Ясюченя влез через борт в кузов, привалился к стенке фургона и так застыл, потихоньку примерзая к скамье. Мамедову было холодно сидеть на голых досках, и он сел на колени Ясючене. Но так Ясючене было даже теплее. Он только опасался, что Мамедов станет слишком часто пускать газы. Ногаев затянул нудную ногайскую песню, и ее подхватили кумыки, аварцы, даргинцы и даже кто-то из Чечни. Потом азербайджанец Ахмедов стал петь песни из индийских фильмов, и остальные подвывали ему. Они попытались заставить подвывать и молодых, но из этого ничего не вышло. Время от времени старики прерывали пение, чтобы поорать на прохожих. Когда ехали через город, люди испуганно шарахались в стороны, уворачиваясь от комьев ругани и льда, сыпавшихся из машины.
Ясюченя заметил, что у Мамедова побелели уши, но не сказал ему об этом. Черт с тобой, собака, подумал он, хоть бы они у тебя отвалились, наконец. Подумал медленно, лениво и без злобы. Просто так: неплохо бы у тебя, собаки, отвалились бы уши. Он посмотрел на черный бугристый затылок – чурки никогда не опускали клапанов у шапок, считали западло – и представил Мамедова без ушей. Это ничего не изменило в его внешнем облике. Вот бы, отравить тебя, – подумал он. Или встретить на гражданке в Молодечно, да заставить собственное говно жрать. Подумал, но тоже без злобы – научился.

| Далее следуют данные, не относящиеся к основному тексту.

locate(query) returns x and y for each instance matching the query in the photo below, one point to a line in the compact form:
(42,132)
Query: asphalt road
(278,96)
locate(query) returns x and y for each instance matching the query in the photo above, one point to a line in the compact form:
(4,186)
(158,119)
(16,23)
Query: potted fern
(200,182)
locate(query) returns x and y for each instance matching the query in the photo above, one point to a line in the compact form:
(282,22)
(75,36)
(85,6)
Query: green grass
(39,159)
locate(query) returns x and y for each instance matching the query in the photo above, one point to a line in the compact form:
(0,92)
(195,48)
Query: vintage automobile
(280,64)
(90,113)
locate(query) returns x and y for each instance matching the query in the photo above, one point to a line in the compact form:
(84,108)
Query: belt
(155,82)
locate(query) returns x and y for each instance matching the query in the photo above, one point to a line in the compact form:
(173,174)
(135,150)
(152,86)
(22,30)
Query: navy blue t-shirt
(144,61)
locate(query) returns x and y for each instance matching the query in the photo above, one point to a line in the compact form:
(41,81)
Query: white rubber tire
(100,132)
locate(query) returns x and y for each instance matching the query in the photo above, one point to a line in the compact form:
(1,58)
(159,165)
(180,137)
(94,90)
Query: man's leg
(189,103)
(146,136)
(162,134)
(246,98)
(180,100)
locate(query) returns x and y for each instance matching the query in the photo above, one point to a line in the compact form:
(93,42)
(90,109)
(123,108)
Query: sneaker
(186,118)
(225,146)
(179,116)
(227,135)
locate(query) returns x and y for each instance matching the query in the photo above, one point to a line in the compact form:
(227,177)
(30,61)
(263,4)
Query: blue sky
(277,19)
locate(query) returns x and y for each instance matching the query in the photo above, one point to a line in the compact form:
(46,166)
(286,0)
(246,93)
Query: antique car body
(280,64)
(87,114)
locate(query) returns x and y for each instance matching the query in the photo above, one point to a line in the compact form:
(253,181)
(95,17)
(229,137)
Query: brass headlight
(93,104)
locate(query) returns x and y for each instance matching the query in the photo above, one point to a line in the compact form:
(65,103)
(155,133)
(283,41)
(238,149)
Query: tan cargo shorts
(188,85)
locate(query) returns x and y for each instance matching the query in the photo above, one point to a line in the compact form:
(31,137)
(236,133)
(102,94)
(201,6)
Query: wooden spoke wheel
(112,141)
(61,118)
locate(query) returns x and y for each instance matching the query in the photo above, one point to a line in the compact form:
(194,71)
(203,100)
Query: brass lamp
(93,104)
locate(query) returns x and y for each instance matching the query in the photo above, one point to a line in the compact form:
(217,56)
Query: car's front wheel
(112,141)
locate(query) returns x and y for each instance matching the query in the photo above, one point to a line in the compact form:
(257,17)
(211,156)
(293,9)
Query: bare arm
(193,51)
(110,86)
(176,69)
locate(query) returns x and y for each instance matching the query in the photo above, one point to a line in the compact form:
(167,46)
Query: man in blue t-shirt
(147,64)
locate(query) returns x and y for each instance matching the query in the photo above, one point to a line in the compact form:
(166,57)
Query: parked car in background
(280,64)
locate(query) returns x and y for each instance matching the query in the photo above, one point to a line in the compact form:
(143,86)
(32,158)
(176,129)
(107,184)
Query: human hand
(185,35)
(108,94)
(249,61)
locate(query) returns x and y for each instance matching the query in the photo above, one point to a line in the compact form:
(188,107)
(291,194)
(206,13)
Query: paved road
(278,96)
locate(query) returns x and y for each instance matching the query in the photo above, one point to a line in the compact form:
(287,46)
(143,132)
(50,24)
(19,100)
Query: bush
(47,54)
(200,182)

Из машины вывалились быстро и – по бытовкам. Единственная отрада, что в их бригаде был один чурка – Ахмедов. Ни рыба, ни мясо. Особенного вреда от него не было. Он иногда закладывал Саидову или Ногаеву, но не часто, и сам редко к кому лез. За это с ним делились тем, что получали из дома в посылках через гражданских сердобольных теток из бригады. В бригаде, кроме троих калининградцев, трех белорусов, двух хохлов и Ахмедова было несколько химиков[1] с разными сроками, в основном по двести шестой[2], и четыре вольных тетки, две из которых – химички в прошлом. Хорошие, добрые тетки. На их адрес можно было получать посылки. Про одну говорили, что она убила мужа, но никто в этом не был уверен. Она была самой жалостливой и веселой, и все время пела песни.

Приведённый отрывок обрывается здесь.